Kucinich Proposal Eventually Referred to House Judiciary Committee for Further Action, Study...
UPDATE: Judiciary Committee 'Suprised' by Minority Move, Plans to 'Continue to Consider' Matter...
By Brad Friedman on 11/6/2007, 3:25pm PT  

Wasn't able to follow things live, as David Swanson did, so still trying to unravel what specifically happened today on the floor of the U.S. House, where Rep. Dennis Kucinich (D-OH) used a "privileged resolution" to try and force a vote on his measure to begin Impeachment proceedings of Dick Cheney.

But as best as we can tell, and if we're reading this correctly, it seems the Republicans are playing a very interesting game of chicken here. From RAW:

Although the roll call vote had initially appeared to favor Hoyer's motion to table, Congressional Quarterly's Ed Epstein told CSPAN that Republicans had switched their votes at the last minute in an attempt to embarrass the Democratic leadership, who is not keen on seeing further action on the impeachment resolution.

"Midway through the vote, with instructions from the GOP leadership, Republicans one by one changed their votes from yes --- to kill the resolution --- to no, trying to force the chamber into a debate and an up-or-down vote on the proposal," reports the Washington Post.

And then from WaPo...

At one point there were 290 votes to table. After the turnaround, the final vote was 251-162 against tabling, with 165 Republicans voting against it.
...
Democrats countered by offering a motion to refer the proposal to the House Judiciary Committee for further study, effectively preventing a debate on the House floor. That motion passed by a largely party-line vote of 218-194.

So, in trying to summarize: While the Democratic House Leadership had initially tried to table Kucinich's resolution to Impeach Dick Cheney, the Republicans voted against that, presumably after making some sort of calculation (an incorrect one, in our opinion, but it's just our opinion) that a debate on whether he should be Impeached would somehow benefit Republicans. They would seem to share that calculation with the Democratic House leadership.
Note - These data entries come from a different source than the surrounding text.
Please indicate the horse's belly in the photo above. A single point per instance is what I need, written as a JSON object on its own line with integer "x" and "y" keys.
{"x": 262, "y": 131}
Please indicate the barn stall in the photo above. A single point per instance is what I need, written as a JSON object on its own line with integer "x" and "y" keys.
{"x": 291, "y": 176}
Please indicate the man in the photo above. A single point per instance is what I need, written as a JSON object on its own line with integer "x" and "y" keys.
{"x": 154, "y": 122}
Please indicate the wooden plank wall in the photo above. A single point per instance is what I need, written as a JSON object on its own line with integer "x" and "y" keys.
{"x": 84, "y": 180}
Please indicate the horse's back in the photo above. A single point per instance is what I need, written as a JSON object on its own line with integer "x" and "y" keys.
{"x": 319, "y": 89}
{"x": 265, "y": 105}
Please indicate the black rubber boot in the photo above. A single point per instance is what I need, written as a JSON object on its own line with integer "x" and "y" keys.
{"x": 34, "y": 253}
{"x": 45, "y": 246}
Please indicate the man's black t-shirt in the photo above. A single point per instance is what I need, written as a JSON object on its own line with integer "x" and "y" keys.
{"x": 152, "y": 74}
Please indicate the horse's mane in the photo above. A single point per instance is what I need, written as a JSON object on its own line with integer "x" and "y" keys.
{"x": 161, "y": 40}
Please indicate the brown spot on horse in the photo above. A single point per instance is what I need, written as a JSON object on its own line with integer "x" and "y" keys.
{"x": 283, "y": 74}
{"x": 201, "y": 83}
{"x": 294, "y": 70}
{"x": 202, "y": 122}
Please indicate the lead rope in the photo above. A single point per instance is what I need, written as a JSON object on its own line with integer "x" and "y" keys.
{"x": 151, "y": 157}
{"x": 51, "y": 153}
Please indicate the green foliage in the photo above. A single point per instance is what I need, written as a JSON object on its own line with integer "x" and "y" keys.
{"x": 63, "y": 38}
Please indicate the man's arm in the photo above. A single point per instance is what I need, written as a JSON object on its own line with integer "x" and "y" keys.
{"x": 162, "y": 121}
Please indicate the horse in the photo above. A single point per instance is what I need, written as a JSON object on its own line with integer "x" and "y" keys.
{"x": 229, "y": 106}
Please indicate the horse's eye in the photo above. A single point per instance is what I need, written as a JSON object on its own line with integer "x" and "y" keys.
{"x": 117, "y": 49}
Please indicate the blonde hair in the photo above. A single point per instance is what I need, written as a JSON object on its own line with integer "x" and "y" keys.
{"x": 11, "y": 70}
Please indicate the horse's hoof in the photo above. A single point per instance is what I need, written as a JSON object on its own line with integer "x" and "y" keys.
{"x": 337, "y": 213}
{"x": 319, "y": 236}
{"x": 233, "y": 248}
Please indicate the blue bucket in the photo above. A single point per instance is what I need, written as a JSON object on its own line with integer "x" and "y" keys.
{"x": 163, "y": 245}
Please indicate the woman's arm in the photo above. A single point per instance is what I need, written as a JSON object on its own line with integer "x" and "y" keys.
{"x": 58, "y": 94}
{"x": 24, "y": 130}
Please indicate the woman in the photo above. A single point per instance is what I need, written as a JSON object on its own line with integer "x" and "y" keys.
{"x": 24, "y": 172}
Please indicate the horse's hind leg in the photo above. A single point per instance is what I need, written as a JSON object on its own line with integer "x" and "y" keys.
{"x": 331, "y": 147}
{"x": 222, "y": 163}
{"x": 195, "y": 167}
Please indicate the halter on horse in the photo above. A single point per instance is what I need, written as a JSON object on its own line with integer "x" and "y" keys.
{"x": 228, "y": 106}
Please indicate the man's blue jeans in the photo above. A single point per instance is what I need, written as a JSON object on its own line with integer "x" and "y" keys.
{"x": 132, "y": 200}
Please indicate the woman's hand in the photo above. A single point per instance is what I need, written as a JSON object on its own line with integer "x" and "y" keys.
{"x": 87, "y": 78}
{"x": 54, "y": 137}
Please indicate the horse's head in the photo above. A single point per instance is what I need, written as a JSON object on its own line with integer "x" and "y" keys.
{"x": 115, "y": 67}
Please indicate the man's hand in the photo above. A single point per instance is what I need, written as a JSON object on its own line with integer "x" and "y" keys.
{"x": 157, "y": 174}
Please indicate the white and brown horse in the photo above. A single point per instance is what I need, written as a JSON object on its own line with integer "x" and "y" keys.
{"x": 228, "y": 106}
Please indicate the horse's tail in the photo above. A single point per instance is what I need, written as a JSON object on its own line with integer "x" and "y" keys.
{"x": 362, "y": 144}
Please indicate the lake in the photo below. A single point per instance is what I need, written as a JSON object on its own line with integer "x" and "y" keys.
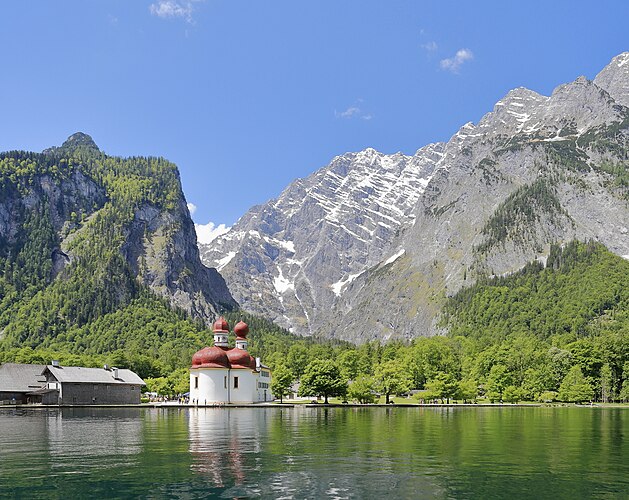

The effort to table discussion of the matter thus failed. But Hoyer's next attempt to dispatch with the measure (for the moment) was his call for a vote to send the matter to Committee for further consideration, instead of debating it on the floor of the House.

Which, if we've got our analytics correct here, means the ball gets tossed over to HJC Chairman, John Conyers for now...

UPDATE: Statement just in from a U.S. House Judiciary Committee spokeswoman, in response to the referal of the Impeachment resolution to the committee...

"The Committee has a very busy agenda - over the next two weeks, we hope to pass a FISA bill, to vote on contempt of Congress citations, pass legislation on prisoner re-entry, court security and a variety of other very important items. We were surprised that the minority was so ready to move forward with consideration of a matter of such complexity as impeaching the Vice President. The Chairman will discuss today's vote with the Committee members but it would seem evident that the committee staff should continue to consider, as a preliminary matter, the many abuses of this Administration, including the Vice President."